The person at the center of that first chapter is his mother, Nina, with whom there appears to be no love lost. He is very hard on her; she sounds terrible: an alcoholic social climber and/or gold digger. One line stood out: "I suspect that if Nina had been literate -- as opposed to articulate (she could have out-argued Clarence Darrow in any court any day) -- she would have written much like Anaïs Nin, the next woman to come seriously my way."
The chapter ends without any more being said about Anaïs, and I believe the second chapter will be about Jimmy Trimble. Anaïs will come later.
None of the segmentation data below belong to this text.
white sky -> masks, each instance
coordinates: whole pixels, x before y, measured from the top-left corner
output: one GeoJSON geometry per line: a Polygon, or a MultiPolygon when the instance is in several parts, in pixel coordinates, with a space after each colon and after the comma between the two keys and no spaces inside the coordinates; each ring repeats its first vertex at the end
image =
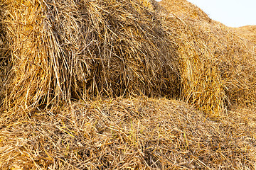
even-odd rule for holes
{"type": "MultiPolygon", "coordinates": [[[[156,0],[160,1],[160,0],[156,0]]],[[[256,25],[256,0],[188,0],[227,26],[256,25]]]]}

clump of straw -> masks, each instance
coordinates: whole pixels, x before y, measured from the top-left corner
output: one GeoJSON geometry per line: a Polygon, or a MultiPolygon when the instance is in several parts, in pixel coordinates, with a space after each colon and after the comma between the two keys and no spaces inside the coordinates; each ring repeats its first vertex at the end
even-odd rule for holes
{"type": "Polygon", "coordinates": [[[14,78],[5,107],[178,95],[176,54],[149,1],[6,1],[14,78]]]}

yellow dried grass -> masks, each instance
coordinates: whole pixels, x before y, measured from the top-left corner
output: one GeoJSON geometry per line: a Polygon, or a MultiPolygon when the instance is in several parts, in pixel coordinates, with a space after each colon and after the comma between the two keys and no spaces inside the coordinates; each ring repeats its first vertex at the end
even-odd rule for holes
{"type": "Polygon", "coordinates": [[[14,77],[6,108],[178,95],[175,52],[148,1],[6,1],[14,77]]]}
{"type": "MultiPolygon", "coordinates": [[[[181,14],[176,8],[183,8],[185,13],[193,8],[186,1],[164,0],[161,4],[167,9],[164,16],[169,31],[176,35],[181,98],[213,116],[227,108],[254,106],[255,47],[224,25],[208,20],[205,13],[200,19],[181,14]]],[[[197,7],[193,10],[201,11],[197,7]]]]}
In the first chapter, Gore says he had lunch with Jimmy's mother, age 90, to talk about Jimmy. Apparently Gore Vidal had recently alluded to a homosexual affair between him and Jimmy, and this was an opportunity to sort it out, as well as gather material for his biography. He says it had been 55 years since they -- Jimmy's mother and Gore -- had last seen each other.
I finally got the Gore family wiring diagram down.
Gore's mother was a friend of a social climber, Janet Lee Bouvier. Like Nina, who was divorced and with a young child (Gore, age 9), Janet Lee was also divorced; divorced from "Black Jack" Bouvier and had two small children, Jackie and Lee. Nina arranged the marriage between her former husband Hugh D. Auchincloss and Janet Lee. Nin had impulsively divorced Hugh D. in 1940 to marry her True Love, Robert Olds, an army aviator.
At the wedding reception at Merrywood (Hugh D Auchincloss's estate) for Nini, Gore Vidal's half-sister, daughter of Nina and Auchincloss, Gore met up with Jackie, the daughter of his mother's close friend and social climber. Jackie, as noted above, was one of two young sisters who became the step-daughters of Hugh D. when Janet and Hugh D. married.
At the reception, this was in 1957, Gore told Jackie that he, Gore Vidal, had slept in the same room as hers when he was growing up at Merrywood. While at Merrywood, he, Gore Vial, had also been in love.
[That room must have been quite the room: it was also the room where Jackie and JFK stayed after their own honeymoon.]